By the time the veil was lifted, the world had moved on. In the case of the Portuguese, geography and location led the intrepid sailor, Vasco da Gama and his successors, towards Africa and India rather than towards Latin America and its vast riches and vaster colonial possibilities.

Even then, the race to full western modernity was a ding-dong affair among western nations, with Portugal yielding ascendancy to Spain and with Holland economically trumping the Spaniards barely sixty years after gaining independence. England completed the military and economic rout of the early colonial powers only for England in turn to be militarily and economically shellacked by the emergent American superpower. In all these struggles for ascendancy, it is the nation with superior knowledge that always prevailed.

If it is of any comfort, we might as well add things have not always been this bleak and dreary in Africa. When the Portuguese adventurers arrived in the old Kongo Kingdom around present day Angola, they met a society vastly superior in organization and cohesion to the one they left behind at home. They loitered around listlessly a bit, hoping to encounter the mighty army which underwrote this might empire.

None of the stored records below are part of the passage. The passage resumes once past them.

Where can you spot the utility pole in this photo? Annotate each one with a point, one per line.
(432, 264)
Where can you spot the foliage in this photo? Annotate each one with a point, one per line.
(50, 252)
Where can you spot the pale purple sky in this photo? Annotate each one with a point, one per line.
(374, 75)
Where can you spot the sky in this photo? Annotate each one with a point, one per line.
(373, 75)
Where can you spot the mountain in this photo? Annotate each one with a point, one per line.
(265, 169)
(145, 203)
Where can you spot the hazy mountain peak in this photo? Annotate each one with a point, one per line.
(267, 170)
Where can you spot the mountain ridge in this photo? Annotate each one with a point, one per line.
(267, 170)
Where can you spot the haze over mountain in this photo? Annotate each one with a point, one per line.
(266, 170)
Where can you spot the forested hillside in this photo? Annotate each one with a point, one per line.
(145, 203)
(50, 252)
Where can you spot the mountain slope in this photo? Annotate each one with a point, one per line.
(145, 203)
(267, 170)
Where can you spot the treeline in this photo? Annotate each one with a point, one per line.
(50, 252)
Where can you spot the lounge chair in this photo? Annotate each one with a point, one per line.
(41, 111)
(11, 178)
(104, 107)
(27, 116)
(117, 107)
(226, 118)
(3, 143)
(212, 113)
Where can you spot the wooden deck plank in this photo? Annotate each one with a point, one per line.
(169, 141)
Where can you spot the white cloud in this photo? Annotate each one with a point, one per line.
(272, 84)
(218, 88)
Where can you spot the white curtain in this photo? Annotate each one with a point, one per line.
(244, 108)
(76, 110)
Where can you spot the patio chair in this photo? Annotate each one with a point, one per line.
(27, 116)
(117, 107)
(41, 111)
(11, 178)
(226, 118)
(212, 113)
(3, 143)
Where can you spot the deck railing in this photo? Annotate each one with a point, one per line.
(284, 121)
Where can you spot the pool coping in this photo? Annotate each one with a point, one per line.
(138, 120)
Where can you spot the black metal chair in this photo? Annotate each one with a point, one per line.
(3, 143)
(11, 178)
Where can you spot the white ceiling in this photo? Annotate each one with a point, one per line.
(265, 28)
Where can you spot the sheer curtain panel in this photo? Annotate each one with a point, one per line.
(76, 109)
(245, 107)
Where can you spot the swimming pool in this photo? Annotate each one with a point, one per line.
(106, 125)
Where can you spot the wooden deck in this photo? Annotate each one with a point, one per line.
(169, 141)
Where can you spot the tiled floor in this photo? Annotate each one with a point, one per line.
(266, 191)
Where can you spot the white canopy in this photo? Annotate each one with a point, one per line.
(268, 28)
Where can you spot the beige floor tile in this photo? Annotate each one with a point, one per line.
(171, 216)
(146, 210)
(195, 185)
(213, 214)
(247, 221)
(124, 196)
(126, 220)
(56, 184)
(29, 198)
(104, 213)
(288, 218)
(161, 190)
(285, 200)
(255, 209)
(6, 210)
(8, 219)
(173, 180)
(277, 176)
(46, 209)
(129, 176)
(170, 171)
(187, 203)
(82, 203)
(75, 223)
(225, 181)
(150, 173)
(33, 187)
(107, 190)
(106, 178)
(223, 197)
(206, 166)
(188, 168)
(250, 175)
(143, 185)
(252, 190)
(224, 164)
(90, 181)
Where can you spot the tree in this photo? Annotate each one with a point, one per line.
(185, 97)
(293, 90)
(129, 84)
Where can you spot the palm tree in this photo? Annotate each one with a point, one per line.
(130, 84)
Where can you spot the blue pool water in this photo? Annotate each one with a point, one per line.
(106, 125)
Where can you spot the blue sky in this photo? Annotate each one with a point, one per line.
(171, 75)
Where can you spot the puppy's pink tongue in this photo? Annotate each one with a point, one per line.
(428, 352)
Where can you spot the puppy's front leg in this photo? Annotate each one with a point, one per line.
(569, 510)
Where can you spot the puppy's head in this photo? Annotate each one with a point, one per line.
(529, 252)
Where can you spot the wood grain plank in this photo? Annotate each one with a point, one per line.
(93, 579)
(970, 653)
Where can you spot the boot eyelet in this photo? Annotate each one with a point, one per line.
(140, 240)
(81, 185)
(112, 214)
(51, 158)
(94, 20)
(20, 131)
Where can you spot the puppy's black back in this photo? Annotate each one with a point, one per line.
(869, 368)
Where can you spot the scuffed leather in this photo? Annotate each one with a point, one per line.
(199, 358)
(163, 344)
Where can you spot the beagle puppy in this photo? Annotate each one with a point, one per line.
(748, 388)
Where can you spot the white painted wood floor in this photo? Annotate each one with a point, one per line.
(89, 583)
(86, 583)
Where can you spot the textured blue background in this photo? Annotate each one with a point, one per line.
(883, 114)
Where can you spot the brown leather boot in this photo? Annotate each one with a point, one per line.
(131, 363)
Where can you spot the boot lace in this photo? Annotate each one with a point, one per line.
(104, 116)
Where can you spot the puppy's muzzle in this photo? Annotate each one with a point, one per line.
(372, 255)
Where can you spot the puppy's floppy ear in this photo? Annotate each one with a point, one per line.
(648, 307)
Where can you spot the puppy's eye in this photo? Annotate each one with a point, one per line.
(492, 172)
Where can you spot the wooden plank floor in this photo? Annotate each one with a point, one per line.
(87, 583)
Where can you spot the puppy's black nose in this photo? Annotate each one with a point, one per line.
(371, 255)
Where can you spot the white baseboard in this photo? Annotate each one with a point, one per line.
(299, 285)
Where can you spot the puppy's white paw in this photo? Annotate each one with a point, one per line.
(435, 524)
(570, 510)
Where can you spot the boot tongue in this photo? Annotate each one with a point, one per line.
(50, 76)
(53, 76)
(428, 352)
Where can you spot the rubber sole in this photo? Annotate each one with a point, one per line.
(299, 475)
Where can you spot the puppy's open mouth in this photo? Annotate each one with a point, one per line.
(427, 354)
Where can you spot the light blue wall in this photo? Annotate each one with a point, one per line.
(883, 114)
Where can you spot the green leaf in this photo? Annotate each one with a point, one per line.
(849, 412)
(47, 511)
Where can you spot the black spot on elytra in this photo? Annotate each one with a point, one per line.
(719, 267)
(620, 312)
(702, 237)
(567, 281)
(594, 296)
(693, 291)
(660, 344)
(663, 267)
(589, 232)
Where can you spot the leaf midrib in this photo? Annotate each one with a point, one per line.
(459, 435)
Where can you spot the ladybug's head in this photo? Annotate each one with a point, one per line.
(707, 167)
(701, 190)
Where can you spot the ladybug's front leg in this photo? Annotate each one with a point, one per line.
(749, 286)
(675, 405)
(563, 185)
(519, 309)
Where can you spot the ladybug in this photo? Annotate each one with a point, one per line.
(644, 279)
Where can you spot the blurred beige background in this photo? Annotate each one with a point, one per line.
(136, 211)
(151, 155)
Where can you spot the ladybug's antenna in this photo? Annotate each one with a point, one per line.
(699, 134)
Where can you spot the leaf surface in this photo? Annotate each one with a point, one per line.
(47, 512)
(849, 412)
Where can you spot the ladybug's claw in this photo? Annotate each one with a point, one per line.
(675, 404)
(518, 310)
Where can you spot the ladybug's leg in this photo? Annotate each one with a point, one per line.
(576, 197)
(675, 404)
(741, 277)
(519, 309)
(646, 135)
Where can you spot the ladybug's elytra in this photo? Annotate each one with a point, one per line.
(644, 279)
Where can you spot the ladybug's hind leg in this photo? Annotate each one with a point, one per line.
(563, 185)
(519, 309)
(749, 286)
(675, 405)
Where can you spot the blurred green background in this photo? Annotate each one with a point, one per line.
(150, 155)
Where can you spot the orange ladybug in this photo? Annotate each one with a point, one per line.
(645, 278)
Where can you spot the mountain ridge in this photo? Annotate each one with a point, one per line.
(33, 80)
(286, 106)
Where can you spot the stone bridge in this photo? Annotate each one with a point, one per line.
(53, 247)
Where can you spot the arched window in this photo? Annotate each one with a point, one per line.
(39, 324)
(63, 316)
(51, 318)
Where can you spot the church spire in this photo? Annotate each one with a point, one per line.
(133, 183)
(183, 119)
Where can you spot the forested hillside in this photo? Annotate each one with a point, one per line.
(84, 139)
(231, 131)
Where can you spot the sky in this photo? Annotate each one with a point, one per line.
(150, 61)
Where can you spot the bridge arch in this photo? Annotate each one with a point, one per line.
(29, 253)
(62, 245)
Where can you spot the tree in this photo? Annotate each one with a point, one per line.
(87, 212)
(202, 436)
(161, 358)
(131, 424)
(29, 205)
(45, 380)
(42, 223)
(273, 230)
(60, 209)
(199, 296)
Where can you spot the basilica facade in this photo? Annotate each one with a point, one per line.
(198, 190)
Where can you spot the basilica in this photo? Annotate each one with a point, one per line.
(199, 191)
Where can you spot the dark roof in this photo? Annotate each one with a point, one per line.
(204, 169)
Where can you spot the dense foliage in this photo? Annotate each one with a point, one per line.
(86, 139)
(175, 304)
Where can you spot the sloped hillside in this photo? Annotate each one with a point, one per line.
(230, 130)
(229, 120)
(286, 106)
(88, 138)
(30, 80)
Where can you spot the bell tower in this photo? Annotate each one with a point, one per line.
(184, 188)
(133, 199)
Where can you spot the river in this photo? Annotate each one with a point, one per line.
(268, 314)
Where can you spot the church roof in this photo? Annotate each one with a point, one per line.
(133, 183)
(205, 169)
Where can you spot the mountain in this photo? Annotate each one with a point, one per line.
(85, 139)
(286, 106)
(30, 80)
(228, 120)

Alas, there was no army, only a loosely coordinated and rudimentary fighting force not much better than a hunting pack. The emperor had no clothes on. The Portuguese could not believe their luck. They then proceeded to sack the empire with clinical cruelty. In the next few decades almost all the surviving inhabitants were captured and transported as slaves to the new colony of Brazil through the new slave port of Luanda.

The lesson to be learnt from all these encounters is that knowledge matters and human capital is the driving agency behind all societal advances. It will take at least three decades and three generations of unbroken progressive leadership to reverse the damage done to Nigeria and its capacity to produce its own organic human capital. We will be lucky if the damage is not more fundamental and irreversible.

It may well be the time to resume the search for African avatars all over again. Pandit Nehru once ordered that if India could not clothe itself, the proud nationals of the new country should go naked. Within a few years, India had achieved self-sufficiency in the production of apparels. Nehru was tapping into the subliminal pride of the people of an ancient empire. They would have recalled that Indians used to joke about the poor quality of western fabrics when western adventurers finally made it to the Indian subcontinent five hundred years earlier.

At this critical point, Nigeria and Africa need leaders who will mend the broken spirit and resuscitate the collapsed morale of the founding continent and original cradle of mankind. This is the crucial significance of what appears to be a new beginning in Nigeria.